TRIBUNNEWS.COM - Berikut adalah penjelasan tentang apa itu Prevalensi Stunting.
Kementerian Kesehatan (Kemenkes) telah mengumumkan Prevalensi Stunting di Indonesia menurun pada 25 Januari 2023 lalu.
Angka penurunan Prevalensi Stunting dari 24,4 persen di tahun 2021 menjadi 21,6 persen di 2022.
Dilansir dari laman resmi Kemenkes, Presiden RI Joko Widodo menargetkan Prevalensi Stunting di Indonesia menjadi 14 persen di tahun 2024.
Jokowi mengharapkan semua pihak dapat bekerjasama dalam upaya mencapai target Prevalensi Stunting di Indonesia tersebut.
Lantas apa yang dimaksud dengan Prevalensi Stunting?

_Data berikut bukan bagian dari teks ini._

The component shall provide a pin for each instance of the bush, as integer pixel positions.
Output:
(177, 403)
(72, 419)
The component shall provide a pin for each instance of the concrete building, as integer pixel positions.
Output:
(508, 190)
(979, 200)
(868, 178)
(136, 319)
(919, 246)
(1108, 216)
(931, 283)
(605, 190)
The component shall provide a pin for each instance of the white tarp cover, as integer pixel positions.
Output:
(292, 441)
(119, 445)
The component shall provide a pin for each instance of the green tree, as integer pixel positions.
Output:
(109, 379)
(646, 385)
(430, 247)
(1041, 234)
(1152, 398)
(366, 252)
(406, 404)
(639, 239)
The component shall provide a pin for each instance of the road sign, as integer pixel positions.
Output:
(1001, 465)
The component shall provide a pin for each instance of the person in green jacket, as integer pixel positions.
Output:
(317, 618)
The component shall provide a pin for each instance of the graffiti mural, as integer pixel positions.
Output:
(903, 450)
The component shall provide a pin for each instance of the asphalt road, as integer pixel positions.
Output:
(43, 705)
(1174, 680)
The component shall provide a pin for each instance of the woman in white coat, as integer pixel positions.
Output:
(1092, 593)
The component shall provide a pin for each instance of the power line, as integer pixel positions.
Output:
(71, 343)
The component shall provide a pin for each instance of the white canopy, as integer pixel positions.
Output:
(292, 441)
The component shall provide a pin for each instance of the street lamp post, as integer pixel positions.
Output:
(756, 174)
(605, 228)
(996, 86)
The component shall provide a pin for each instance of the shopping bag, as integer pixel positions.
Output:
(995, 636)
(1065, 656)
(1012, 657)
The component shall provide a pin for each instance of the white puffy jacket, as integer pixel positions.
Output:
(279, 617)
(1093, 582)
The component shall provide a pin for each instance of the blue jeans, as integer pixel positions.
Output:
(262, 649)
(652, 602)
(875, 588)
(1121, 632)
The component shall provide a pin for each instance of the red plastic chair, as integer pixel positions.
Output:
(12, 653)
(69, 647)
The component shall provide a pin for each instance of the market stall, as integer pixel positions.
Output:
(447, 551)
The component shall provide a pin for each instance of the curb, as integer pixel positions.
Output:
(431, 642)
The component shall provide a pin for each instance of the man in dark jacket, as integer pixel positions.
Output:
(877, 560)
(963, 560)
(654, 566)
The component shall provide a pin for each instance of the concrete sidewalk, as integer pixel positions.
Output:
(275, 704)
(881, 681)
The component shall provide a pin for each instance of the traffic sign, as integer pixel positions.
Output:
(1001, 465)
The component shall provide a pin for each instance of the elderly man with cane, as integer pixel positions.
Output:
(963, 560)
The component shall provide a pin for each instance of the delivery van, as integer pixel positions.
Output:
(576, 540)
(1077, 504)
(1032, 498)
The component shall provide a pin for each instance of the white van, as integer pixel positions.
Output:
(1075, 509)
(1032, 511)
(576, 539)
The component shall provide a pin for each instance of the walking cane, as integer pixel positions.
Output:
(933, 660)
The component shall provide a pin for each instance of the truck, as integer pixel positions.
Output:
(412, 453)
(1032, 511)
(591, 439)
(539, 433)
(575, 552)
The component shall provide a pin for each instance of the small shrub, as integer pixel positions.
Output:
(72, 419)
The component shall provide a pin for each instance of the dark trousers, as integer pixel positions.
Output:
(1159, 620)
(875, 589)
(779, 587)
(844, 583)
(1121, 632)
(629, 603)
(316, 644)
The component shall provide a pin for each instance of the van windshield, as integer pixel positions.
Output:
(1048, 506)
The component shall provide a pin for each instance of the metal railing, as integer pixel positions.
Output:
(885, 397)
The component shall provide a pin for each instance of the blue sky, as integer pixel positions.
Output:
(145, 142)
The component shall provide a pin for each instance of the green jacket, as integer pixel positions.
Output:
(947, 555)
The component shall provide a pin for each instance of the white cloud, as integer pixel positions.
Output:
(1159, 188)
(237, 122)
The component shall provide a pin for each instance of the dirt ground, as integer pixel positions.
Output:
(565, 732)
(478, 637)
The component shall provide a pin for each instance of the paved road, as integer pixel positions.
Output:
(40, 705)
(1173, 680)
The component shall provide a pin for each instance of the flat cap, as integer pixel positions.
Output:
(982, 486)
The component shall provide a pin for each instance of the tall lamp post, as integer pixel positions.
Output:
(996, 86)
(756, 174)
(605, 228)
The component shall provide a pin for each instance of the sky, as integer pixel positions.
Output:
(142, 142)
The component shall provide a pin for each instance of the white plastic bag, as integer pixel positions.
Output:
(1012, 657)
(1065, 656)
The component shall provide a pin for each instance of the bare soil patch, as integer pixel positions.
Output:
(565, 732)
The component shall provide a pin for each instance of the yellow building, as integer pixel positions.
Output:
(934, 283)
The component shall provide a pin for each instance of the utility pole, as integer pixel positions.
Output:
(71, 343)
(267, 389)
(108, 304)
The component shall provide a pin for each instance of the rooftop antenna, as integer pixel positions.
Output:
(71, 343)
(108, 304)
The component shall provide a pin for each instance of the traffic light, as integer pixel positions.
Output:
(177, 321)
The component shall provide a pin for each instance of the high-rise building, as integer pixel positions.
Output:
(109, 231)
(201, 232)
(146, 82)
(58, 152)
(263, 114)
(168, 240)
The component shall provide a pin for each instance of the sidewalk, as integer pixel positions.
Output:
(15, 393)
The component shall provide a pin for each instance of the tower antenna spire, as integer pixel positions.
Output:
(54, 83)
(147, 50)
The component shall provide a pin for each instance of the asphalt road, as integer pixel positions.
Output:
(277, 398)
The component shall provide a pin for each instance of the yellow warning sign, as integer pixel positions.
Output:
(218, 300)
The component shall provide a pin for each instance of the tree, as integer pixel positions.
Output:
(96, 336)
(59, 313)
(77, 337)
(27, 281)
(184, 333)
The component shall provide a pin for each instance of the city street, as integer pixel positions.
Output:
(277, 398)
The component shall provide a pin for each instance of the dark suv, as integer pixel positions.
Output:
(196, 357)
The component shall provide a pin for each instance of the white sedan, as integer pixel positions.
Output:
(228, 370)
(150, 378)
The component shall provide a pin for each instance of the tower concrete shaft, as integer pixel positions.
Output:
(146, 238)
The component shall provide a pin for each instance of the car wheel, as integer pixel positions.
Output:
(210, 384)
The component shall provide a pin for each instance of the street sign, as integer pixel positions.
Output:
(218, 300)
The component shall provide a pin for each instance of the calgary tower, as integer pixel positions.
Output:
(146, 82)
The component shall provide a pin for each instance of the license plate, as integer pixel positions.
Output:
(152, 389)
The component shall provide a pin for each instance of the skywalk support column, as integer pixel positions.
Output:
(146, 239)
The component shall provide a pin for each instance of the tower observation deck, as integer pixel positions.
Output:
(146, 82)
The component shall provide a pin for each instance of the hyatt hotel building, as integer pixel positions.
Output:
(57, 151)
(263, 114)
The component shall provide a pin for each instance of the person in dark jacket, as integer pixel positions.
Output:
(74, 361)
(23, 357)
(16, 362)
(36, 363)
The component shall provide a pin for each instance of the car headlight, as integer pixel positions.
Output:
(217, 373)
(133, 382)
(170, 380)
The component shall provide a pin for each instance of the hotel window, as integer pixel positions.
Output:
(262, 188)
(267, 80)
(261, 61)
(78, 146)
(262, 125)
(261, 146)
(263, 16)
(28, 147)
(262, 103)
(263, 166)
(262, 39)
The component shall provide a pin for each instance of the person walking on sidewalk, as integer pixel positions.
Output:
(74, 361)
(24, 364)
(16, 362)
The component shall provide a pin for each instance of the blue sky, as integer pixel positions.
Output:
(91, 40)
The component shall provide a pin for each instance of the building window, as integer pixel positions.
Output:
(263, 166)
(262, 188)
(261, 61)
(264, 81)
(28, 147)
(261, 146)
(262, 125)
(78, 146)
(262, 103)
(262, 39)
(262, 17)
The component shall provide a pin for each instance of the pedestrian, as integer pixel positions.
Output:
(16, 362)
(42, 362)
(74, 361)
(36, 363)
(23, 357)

Baca juga: Cara Mencegah Stunting pada Balita, Ketahui Penyebab dan Gejalanya Agar Buah Hati Tetap Sehat
Pengertian Prevalensi Stunting
Menurut Kamus Besar Bahasa Indonesia (KBBI), prevalensi berarti jumlah keseluruhan penyakit yang terjadi pada suatu waktu tertentu di sebuah wilayah.
Sedangkan Stunting adalah permasalahan gizi kronis karena kurangnya asupan gizi dalam jangka waktu yang cukup lama.
Jadi Prevalensi Stunting adalah jumlah keseluruhan permasalahan Stunting yang terjadi pada waktu tertentu di sebuah daerah.
Jika mengacu pengertian Prevalensi pada buku Essential Epidemiology: An introduction for Students and Health Professionals oleh Webb P.
Angka Prevalensi Stunting mengacu terhadap beberapa faktor dalam angka Point Prevalence, yakni:
- Tingkat keparahan penyakit
- Durasi lamanya sakit
- Jumlah kasus baru
- Perpindahan orang sehat (migrasi)
- Pelayanan kesehatan
Baca juga: Ayo Cegah Stunting, Program Rotary Ajak Kerja Bareng Tribun Network
Upaya Penurunan angka Prevalensi Stunting di Indonesia
Dilansir dari laman Setkab, dalam mencapai target penurunan Prevalensi Stunting, pemerintah melakukan dua intervensi holistik.
Yaitu intervensi spesifik dan intervensi sensitif.
Menteri Kesehatan Budi Sadikin menjelaskan intervensi spesifik adalah intervensi yang ditujukan kepada anak dalam 1.000 hari pertama kehidupan (HPK).
Serta kepada ibu sebelum dan di masa kehamilan, yang umumnya dilakukan di sektor kesehatan.
Sedangkan intervensi sensitif dilakukan melalui berbagai kegiatan pembangunan di luar sektor kesehatan dan merupakan kerja sama lintas sektor.
Badan Kependudukan dan Keluarga Berencana Nasional (BKKBN) ditunjuk sebagai pelaksana percepatan penurunan angka stunting nasional.
BKKBN dapat mengoordinasikan upaya intervensi tersebut dengan melibatkan kementerian atau lembaga terkait.
Baca juga: Menteri PPPA: Perkawinan Usia Anak Jadi Penyumbang Lahirnya Generasi Stunting
Kenapa stunting ini menjadi penting?
Permasalahan stunting penting untuk diselesaikan, karena berpotensi mengganggu potensi sumber daya manusia.
Serta berhubungan dengan tingkat kesehatan, bahkan kematian anak.
Mengutip laman BKKBN, hasil dari Survei Status Gizi Balita Indonesia (SSGBI) menunjukkan bahwa terjadi penurunan angka stunting berada pada 27,67 persen pada tahun 2019.
Angka stunting ini menurun, namun angka tersebut masih dinilai tinggi.
Diketahui WHO menargetkan angka stunting tidak boleh lebih dari 20 persen.
Angka stunting disebabkan berbagai faktor kekurangan gizi pada bayi.
Diantara 5 juta kelahiran bayi setiap tahun, sebanyak 1,2 juta bayi lahir dengan kondisi stunting.
Stunting adalah produk yang dihasilkan dari kehamilan.
Ibu hamil yang menghasilkan bayi stunting.
Saat ini, bayi lahir saja sudah 23 persen prevalensi stunting.
Artinya dari angka 23 persen muncul dari kelahiran yang sudah tidak sesuai standar.
Untuk itu Presiden Joko Widodo menunjuk Kepala BKKBN, Dr. (HC) dr. Hasto Wardoyo, Sp.OG. (K) menjadi Ketua Pelaksana Percepatan Penurunan Stunting.